The animations that show this effect align very nicely with observational data of sunspots, with the initial magnetic fields appearing at about 30 degrees latitude. But, according to McIntosh and his colleagues, that’s because the model was created to explain exactly this and only this.

And there is an alternative explanation: The sunspots are an interference pattern, generated by the magnetic fields of overlapping Hale cycles.

McIntosh and colleagues first noticed a pattern emerging in sunspot data in 2011, an overlap in what are called butterfly diagrams. These are graphs that plot sunspot appearances by latitude over time.

sunspots and terminatorsAnimation showing how oppositely polarized waves, manifesting as sunspots, terminate at the equator as a new wave appears. (Scott McIntosh/NCAR)

Once they spotted this, the researchers sought out and pored over as much historical sunspot data as they could get their hands on, all the way back to the 1860s.

They found that this overlap continued to appear. Towards the end of one sunspot cycle, as the sunspots appear closer and closer to the equator, the appearance of the next cycle’s sunspots can be observed at the mid-latitudes.

These are indicative, the researchers found, of oppositely polarized bands of magnetic activity making their way across the Sun in cycles; they would be responsible for the sunspot cycle, but not driven by it. Moreover, the cycles can interact; when two cycles of opposite polarity overlap, they interfere with each other.

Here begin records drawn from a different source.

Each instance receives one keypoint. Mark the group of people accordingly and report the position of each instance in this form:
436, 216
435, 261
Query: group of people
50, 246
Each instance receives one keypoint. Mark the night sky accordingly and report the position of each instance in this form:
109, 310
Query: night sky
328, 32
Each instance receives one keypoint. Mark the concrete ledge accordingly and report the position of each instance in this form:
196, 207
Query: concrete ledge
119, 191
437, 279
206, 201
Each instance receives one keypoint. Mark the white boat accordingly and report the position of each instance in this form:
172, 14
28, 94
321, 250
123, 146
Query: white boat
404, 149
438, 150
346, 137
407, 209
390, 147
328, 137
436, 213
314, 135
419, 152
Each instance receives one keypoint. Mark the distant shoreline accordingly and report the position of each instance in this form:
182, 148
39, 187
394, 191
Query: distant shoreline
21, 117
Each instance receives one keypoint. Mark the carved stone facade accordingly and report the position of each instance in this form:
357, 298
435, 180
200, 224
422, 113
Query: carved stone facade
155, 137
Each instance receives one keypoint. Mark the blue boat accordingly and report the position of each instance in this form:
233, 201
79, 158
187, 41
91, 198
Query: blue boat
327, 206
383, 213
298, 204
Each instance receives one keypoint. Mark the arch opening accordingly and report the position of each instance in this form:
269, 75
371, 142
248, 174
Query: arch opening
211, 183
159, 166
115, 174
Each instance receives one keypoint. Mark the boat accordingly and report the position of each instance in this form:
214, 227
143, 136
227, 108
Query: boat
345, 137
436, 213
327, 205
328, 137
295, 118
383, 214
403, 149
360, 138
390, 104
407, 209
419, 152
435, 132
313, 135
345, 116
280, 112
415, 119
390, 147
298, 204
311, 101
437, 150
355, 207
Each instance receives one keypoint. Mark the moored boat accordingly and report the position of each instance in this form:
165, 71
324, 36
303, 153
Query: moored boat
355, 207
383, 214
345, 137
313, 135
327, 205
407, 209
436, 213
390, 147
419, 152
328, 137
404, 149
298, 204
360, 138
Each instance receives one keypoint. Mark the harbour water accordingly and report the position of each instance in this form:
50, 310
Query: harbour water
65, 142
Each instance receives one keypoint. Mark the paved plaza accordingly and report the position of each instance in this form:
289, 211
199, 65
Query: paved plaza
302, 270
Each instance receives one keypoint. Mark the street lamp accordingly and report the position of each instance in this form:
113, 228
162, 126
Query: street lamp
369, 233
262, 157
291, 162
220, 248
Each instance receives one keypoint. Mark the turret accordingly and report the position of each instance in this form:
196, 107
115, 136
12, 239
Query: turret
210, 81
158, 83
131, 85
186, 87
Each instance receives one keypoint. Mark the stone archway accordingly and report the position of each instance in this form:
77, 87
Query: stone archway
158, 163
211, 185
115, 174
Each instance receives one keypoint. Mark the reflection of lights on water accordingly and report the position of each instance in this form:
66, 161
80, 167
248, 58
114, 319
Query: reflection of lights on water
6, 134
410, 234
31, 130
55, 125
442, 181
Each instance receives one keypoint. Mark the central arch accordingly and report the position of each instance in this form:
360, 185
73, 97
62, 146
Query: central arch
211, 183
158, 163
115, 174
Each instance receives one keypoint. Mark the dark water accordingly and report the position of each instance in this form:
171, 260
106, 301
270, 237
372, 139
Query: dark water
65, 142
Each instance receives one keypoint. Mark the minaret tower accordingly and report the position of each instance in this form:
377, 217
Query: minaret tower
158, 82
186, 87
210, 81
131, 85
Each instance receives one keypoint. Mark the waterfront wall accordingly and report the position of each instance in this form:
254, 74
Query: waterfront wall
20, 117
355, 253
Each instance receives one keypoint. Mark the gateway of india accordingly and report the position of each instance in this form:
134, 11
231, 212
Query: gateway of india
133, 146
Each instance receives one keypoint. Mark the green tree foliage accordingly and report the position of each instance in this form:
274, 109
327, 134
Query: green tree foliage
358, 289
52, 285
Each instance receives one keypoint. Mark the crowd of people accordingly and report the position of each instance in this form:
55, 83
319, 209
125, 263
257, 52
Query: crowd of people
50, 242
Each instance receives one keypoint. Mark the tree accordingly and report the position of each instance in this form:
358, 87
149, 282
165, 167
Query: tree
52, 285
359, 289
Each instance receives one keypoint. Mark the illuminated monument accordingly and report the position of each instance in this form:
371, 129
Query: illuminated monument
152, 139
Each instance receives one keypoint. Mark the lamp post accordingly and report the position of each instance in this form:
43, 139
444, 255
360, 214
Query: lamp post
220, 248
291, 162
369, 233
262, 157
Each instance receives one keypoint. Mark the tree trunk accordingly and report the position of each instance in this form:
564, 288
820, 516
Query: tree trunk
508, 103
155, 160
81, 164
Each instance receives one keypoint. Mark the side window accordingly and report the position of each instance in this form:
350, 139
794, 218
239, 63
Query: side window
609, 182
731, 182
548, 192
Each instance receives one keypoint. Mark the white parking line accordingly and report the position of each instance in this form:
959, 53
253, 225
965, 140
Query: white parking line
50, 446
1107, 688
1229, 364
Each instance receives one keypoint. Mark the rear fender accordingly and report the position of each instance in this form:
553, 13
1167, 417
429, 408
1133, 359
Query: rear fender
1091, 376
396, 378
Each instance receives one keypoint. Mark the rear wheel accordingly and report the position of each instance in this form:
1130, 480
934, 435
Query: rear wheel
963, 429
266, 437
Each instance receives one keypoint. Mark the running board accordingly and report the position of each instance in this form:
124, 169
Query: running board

The result of this is that the magnetic systems mutually inhibit the production of sunspots, and a period of minimal sunspot activity ensues.

“The sunspot cycle is a result of the interaction between these larger magnetic cycles,” McIntosh told ScienceAlert. “In other words, it’s like an interference pattern. The magnetic fields want to cancel one another all the time.”

More data, always more data

Based on the findings of the ‘interference pattern’, McIntosh and his team have arrived at predictions of the current solar cycle that are more in line with current observations than official predictions – the ones based on sunspot counts.

However, it’s all theoretical at this stage.

We still don’t know, for instance, what drives the bands of magnetic activity across the Sun; the researchers think it might be gravity waves, but we don’t have enough information to be able to tell at this point.

“Scott McIntosh’s ideas are interesting, and the Mcintosh/Leamon [that’s Robert Leamon of the University of Maryland’s Goddard Planetary Heliophysics Institute] forecast for cycle 25 is closer than the official one at this stage. However, it is not based on a physical model. I doubt it has more predictive power than the other observationally-based approaches to prediction,” Wheatland told ScienceAlert.

To know more, we’re going to need more data, which will take time to acquire. According to McIntosh, it means taking a look at the Sun’s high latitudes, up near the poles, as a new cycle forms.

We don’t usually see the solar poles, because of Earth’s position orbiting the solar equator; but the European Space Agency’s Solar Orbiter will be swooping over right about the time a new cycle begins.

McIntosh believes there’s something to the fact his team’s prediction is closer to how solar cycle 25 has been playing out. At the very least, the team’s ideas deserve a closer look and some serious investigation.

“We’ve been pretty much spot on for about 10 years, but it’s not diffusing through the scientific community,” he said.

“This solar cycle provided an opportunity. Because our prediction was so diametrically opposite to what the consensus panel was showing, that means that if we end up being close, then we really need to take a second look at how stars make magnetic fields.

“Maybe it’s closer to the way that we’re seeing that’s happening, versus the old way. And it could be a hybrid, some mix of the two. It probably is.”

His team’s most recent paper on the solar cycles has been published in Frontiers in Astronomy and Space Sciences.